Both sigma and delta are predetermined. They should be known before running the experiment.

@guancan 2 года назад

@@emma_ding Wonder how we can know what are the samples if the sample size is not determined -- if we don't know what are the samples, how we could observe sample variance? Could you please further explain Emma?

@haowu6918 2 года назад

How to estimate the variance from datasets?

@ayankgupta4796 3 года назад

7:46, should it not be 10 False positives in 200 metrics? Am i missing something

@emma_ding 3 года назад

Thanks for pointing it out!

@stellaying5483 3 года назад

Thanks. Had the same question.

@rogerzhang6296 3 года назад

same question here

@nathannguyen2041 3 года назад

Informative video! What is the difference between A/B testing and analysis of variance (design of experiments topics? All of these topics are essentially the same e.g., treatments/factors, randomisation, experiment design, Bonferroni/Kimball inequality, etc. Is there a particular reason why there is a distinction of A/B testing from the general ANOVA framework? I may have just answered my own question though..."the general ANOVA framework," but it doesn't hurt to ask someone with more education and work experience than me.

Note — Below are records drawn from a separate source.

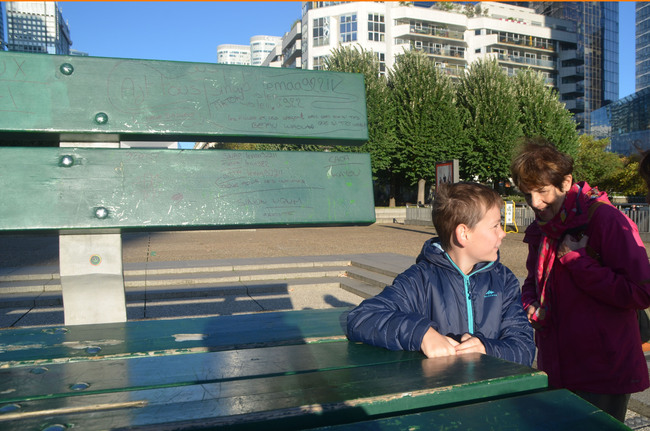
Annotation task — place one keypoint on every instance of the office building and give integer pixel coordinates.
(37, 27)
(597, 49)
(625, 122)
(642, 45)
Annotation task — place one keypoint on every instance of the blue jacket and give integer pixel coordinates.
(435, 293)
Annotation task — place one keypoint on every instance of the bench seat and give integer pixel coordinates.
(156, 338)
(291, 386)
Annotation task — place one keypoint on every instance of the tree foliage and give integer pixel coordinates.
(381, 143)
(428, 128)
(490, 113)
(542, 114)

@dunjianxiao4105 3 года назад

LIFESAVER

@Han-ve8uh 3 года назад

At 5:50 it shows (1-0.05)^3 for 3 groups (i assume it means variants also), then is the formula for 2 groups (1-0.05)^2? But this seems wrong because no False positive for 2 groups should just be 0.95? Something confusing here is the concept of number of tests and variants within a test. I'm not sure if these 2 are the same thing? At 5:30 i interpret it as 2 variants in a single test, suddenly at 5:50, the word variant disappeared and changed to 3 groups, making me think it's 3 variants in a single test, but it also looks like 3 tests, each containing 1 group/variant and the "no change" null group?

@emma_ding 3 года назад

Sorry for the confusion, I should've made it clearer. Group refers to the treatment group, 3 groups at 5:50 means there're 4 variants in total. Multiple testing problem is about more than two variants in a single test, it does not relate to multiple A/B tests (each has two variants). This may help you understand the concept better home.uchicago.edu/amshaikh/webfiles/palgrave.pdf "But this seems wrong because no False positive for 2 groups should just be 0.95?" - Why? If we have 2 variants (i.e. one control and one treatment), the false positive rate (Type 1 error or significance level) should be exactly 0.05 thus the probability of seeing no false positive is 0.95.

@jaysun2654 2 года назад

I found a typo at 8:23 that is word of 'lager' should be 'larger'.

@freya_yuen 9 месяцев назад

Why can't I save this video for my playlist /.\

@enlightenment9834 3 года назад

You are so cutee

@seant7907 3 года назад

Emma, I don't mean any offense. Can you add subtitles to your vids? I find it hard to follow what you're speaking because I myself am not a native English speaker. Thank youu!!

@emma_ding 3 года назад

Thanks for the feedback! RU-vid has the subtitles function (a "cc" icon on the right bottom of the video) that may help with understanding the content. It may have some errors though, I'll try to upload subtitles as soon as I can.